Plato’s Symposium: Greek View of Love vs. Modern View of Love

Describe how Plato, Sappho, and/or Catullus conceive of love (and/or friendship).

In the time of Plato’s Symposium, the ideal concept of love is different from our modern view of love. Pausanias points out two types of love: Common Love and Heavenly Love, with Heavenly Love being the better of the two. Common Love occurs between a man and a woman or a man and a young boy, while Heavenly Love occurs between an older man and a younger man. This distinction is important as women and young boys are deemed unintelligent or immature. The main differentiation between the two types of love lies in the purpose each love strives for.
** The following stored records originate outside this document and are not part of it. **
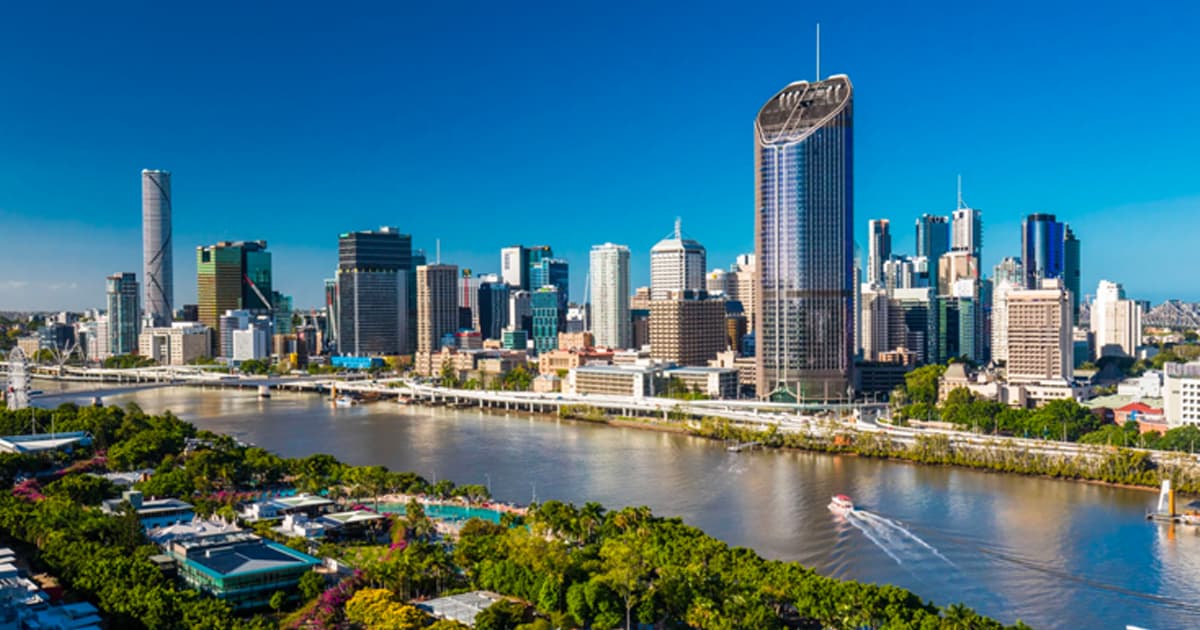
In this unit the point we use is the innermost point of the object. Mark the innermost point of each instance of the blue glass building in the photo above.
(804, 241)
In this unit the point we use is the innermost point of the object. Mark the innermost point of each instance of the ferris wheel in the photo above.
(17, 393)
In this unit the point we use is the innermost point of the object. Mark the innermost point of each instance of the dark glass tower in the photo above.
(804, 241)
In Common Love, the end goal is just sexual gratification. In Heavenly Love, the purpose lies deeper; a young man falls in love with an older lover for the sake of bettering himself. In Heavenly Love, the ends also justify the means; even if the love between the young man and older lover involves sexual gratification, as long as the ultimate purpose is to make the young man wiser and more virtuous, it is acceptable. While Heavenly Love was held in higher regards and thought to be the ideal love, Pausanias’ Common Love is more similar to the modern concept of love—love in a “romantic” way. Heavenly Love, on the other hand, is akin to the modern concept of mentorship than love.
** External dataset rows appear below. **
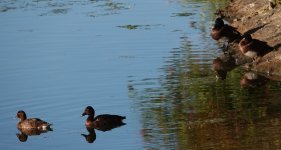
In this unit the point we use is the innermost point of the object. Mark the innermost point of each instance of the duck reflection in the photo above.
(91, 137)
(222, 65)
(252, 80)
(25, 132)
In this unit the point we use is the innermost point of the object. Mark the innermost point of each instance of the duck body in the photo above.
(31, 123)
(102, 122)
(221, 30)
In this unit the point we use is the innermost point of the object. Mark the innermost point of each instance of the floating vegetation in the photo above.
(95, 8)
(183, 14)
(133, 27)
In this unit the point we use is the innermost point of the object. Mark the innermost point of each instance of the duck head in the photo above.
(21, 115)
(218, 23)
(89, 110)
2 thoughts on “Plato’s Symposium: Greek View of Love vs. Modern View of Love

  1. I believe Pausanias says that common love can only occur between a man and a woman, I don’t think he says that men and boys fall under this type of love. I feel like both common love and heavenly love are to just use one another. There is no real connection in the relationship. Maybe that was the point that Pausanias was trying to make; that love is more about benefiting each other.

  2. You did well here, Janet, to precisely follow the two concepts and to make the important, intelligent note that our modern ideas about love constitute a reversal or near-reversal of the two types of love Pausanias describes.

    And Dharyann, I take your point and I think others should as well that maybe there is something disconcertingly transactional about all these ideas about love: it’s arguably very much about getting something out of the other person for one’s own spiritual, intellectual, or emotional gain or some supposedly greater purpose.